Experimentation (A/B Testing)

The TensorZero Gateway provides built-in support for experimentation (A/B testing) through variants. Each function can have multiple variants, and the gateway will sample between them based on their weights.

Variants enable you to experiment with different models (e.g. GPT-4o vs Claude), prompts (e.g. different templates), parameters (e.g. different temperatures), inference strategies (e.g. dynamic in-context learning), and more.

During an episode, multiple calls to the same function will receive the same variant (unless fallbacks are necessary). This ensures consistency in multi-step LLM workflows. Formally, this consistent variant assignment acts as a randomized controlled experiment, providing the statistical foundation needed to make causal inferences about which configurations perform best.

You can use the feedback collected about an inference or episode to compare how different variants perform in a principled way. You can visualize the performance of different variants over time using the TensorZero UI.

Examples

Simple A/B Testing

Let’s say you want to experiment with different models for a function that drafts an email.

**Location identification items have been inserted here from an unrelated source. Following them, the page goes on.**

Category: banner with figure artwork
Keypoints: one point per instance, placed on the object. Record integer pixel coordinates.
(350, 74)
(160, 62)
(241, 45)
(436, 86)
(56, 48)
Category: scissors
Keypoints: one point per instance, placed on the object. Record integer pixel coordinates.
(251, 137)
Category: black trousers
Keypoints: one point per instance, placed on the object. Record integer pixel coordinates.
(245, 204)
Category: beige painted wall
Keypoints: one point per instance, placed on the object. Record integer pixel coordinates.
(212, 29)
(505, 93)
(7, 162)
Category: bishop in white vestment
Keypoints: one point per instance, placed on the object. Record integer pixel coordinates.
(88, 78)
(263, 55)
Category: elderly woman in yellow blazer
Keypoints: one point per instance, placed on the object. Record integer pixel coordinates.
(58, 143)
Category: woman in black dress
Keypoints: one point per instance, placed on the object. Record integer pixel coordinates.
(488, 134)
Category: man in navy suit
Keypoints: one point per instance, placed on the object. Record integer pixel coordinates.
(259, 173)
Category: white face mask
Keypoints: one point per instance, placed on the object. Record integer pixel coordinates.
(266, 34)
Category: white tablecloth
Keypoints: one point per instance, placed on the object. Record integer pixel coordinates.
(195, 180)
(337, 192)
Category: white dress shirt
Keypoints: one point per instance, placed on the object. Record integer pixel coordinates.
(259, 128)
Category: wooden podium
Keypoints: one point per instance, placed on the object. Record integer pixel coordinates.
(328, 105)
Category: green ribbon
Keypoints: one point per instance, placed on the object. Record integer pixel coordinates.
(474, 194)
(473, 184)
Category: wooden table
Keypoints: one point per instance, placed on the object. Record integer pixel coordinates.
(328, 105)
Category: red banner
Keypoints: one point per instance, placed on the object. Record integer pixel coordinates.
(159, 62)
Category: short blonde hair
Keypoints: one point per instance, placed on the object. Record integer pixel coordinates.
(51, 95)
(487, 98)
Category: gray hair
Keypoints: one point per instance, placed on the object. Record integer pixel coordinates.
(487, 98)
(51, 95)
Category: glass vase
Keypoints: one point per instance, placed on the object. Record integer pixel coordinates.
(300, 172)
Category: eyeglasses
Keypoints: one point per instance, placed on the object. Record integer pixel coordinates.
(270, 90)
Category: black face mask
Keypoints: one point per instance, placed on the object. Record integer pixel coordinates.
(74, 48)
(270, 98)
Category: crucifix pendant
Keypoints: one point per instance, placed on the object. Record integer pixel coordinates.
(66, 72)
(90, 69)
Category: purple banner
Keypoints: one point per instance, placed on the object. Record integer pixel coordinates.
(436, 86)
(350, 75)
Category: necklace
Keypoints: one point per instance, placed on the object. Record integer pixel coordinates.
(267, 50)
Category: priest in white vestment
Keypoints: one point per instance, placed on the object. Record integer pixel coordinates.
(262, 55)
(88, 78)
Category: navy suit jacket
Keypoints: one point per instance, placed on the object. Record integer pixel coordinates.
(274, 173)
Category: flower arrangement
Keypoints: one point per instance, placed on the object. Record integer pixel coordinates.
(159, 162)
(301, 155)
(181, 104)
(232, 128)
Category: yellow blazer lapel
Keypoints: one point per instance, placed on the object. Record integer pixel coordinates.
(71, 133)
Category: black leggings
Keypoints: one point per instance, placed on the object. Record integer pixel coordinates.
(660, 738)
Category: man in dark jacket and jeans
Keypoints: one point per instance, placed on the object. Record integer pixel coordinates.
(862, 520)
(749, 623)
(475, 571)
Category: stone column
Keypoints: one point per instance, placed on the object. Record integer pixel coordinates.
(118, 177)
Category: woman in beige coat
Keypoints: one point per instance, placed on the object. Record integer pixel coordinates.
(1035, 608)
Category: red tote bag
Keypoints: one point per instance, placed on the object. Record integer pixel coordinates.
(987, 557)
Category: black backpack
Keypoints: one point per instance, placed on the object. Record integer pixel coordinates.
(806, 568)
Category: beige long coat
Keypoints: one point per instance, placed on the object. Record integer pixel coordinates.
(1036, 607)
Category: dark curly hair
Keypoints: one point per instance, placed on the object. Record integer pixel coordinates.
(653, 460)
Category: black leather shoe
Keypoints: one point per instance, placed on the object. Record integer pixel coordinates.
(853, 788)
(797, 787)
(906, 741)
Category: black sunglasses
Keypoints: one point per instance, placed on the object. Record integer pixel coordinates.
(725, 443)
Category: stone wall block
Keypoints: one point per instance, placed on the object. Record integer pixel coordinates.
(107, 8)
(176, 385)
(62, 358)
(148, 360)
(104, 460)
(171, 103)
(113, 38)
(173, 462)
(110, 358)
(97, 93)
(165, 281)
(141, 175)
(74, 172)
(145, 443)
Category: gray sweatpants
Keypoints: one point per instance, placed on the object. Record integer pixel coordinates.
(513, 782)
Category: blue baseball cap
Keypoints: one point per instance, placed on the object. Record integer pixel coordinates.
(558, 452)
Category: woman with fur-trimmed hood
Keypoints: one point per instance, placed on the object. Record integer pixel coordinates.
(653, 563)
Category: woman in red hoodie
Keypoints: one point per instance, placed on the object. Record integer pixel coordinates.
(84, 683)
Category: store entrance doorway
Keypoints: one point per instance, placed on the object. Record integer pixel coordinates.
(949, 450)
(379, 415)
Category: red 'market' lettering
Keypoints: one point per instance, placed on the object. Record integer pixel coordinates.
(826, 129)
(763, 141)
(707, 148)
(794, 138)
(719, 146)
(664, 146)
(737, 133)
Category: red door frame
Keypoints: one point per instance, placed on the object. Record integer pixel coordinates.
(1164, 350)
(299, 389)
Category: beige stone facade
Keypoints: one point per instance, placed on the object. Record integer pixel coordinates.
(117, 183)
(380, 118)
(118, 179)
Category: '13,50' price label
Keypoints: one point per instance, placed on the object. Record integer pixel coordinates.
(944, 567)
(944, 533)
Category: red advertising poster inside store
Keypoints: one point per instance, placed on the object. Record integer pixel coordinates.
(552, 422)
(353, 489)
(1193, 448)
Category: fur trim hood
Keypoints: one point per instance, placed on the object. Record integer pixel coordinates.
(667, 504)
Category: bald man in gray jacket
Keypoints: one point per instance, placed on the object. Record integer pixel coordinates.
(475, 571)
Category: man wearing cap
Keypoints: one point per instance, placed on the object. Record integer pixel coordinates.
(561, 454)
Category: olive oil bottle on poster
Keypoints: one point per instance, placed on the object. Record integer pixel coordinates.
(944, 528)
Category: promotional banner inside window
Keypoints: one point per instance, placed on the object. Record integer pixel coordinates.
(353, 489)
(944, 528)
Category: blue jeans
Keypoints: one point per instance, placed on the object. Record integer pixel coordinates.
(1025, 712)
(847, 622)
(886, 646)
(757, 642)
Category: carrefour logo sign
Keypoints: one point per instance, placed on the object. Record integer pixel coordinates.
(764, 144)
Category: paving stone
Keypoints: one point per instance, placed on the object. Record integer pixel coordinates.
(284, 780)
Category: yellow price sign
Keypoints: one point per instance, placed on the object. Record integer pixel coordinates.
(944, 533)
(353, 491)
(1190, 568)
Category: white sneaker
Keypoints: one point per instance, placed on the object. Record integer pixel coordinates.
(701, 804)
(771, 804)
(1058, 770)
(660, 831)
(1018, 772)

Let’s create a function with two variants: GPT-4o Mini and Claude 3.5 Haiku. In a production setting, you’d likely want to set up prompt templates, inference parameters, and more.

[functions.draft_email]
type = "chat"
[functions.draft_email.variants.gpt_4o_mini]
type = "chat_completion"
model = "openai::gpt-4o-mini"
[functions.draft_email.variants.claude_3_5_haiku]
type = "chat_completion"
model = "anthropic::claude-3.5-haiku"

With the configuration above, the gateway will sample between the the variants with equal probability.

Variant Weights

You can also set variant weights to control the probability of each variant being chosen.

[functions.draft_email]
type = "chat"
[functions.draft_email.variants.gpt_4o_mini]
type = "chat_completion"
model = "openai::gpt-4o-mini"
weight = 0.9
[functions.draft_email.variants.claude_3_5_haiku]
type = "chat_completion"
model = "anthropic::claude-3.5-haiku"
weight = 0.1

With the configuration above, the gateway will sample gpt_4o_mini 90% of the time and claude_3_5_haiku 10% of the time.

If you don’t specify the weight for a given variant, it will default to zero. If you mix variants with zero and non-zero weights, the gateway will sample the non-zero weighted variants first, and only use zero-weighted variants as fallbacks. See Retries & Fallbacks for more details.